Scholen van zogenoemde kleine religieuze stromingen, algemeen bijzondere scholen en vrije scholen dragen veel bij aan segregatie in het onderwijs. Dat meldt de Onderwijsraad in aanloop naar een bijeenkomst over artikel 23 van de grondwet over de vrijheid van onderwijs.
Tot de kleine religieuze stromingen rekent de Onderwijsraad onder meer de islam, het hindoeïsme en het jodendom. Op scholen met deze religieuze achtergronden zitten hoofdzakelijk leerlingen met dezelfde godsdienstige achtergrond. Deze scholen dragen dus bij aan segregatie in het onderwijs.
Hetzelfde geldt voor algemeen bijzondere scholen. Daar is het echter niet de religieuze achtergrond, maar de sociaal-economische positie van de ouders die ervoor zorgt dat leerlingen van ‘ons soort mensen’ bij elkaar op school zitten. Datzelfde geldt volgens de Onderwijsraad voor vrije scholen op antroposofische grondslag.
De Onderwijsraad signaleert dat er wat segregatie betreft weinig verschil is tussen openbare scholen en protestants-christelijke of rooms-katholieke scholen.

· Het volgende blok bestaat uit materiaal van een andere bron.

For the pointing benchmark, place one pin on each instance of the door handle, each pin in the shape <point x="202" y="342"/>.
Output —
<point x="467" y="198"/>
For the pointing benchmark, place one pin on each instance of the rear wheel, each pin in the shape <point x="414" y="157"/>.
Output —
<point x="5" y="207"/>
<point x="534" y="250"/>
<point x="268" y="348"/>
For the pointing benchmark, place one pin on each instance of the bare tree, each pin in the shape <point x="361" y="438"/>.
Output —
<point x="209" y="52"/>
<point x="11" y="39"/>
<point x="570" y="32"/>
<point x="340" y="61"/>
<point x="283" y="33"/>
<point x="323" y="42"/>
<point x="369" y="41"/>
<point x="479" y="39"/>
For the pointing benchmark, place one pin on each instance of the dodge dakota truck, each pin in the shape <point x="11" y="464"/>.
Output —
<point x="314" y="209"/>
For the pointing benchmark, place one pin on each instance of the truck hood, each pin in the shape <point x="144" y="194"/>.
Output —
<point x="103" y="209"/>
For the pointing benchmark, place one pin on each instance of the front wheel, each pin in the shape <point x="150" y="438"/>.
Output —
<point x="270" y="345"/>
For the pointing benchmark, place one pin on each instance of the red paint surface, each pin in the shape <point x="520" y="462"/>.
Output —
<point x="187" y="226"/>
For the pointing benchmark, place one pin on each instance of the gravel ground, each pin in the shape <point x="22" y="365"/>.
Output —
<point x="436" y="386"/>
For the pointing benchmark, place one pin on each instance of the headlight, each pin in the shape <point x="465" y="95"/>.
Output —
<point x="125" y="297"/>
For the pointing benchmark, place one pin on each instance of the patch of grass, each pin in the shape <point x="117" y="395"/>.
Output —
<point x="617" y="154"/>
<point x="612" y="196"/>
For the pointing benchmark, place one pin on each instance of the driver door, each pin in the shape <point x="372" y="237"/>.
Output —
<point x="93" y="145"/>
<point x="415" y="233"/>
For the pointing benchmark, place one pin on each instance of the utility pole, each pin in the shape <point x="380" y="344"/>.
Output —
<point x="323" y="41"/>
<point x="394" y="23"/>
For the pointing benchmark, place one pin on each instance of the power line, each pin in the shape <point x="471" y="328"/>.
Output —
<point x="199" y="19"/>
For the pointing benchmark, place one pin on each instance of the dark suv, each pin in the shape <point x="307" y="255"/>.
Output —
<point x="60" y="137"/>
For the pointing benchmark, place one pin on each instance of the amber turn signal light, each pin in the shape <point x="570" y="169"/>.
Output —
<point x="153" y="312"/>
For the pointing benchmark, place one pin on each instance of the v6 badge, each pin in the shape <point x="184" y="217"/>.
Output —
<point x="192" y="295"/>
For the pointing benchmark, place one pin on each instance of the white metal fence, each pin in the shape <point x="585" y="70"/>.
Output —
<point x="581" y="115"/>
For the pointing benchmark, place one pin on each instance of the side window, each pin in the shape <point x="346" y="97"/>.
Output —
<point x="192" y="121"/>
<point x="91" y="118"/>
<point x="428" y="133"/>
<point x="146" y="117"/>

Medio 2020 brengt de Onderwijsraad een verkenning uit naar de grondwettelijke vrijheid van onderwijs. Om te horen wat mensen van artikel 23 van de Grondwet vinden, is er op 9 december in het Koningin Wilhelmina College in Culemborg een bijeenkomst over de vraag hoe dit artikel zich verhoudt tot onder andere de toegankelijkheid en de kwaliteit van het onderwijs.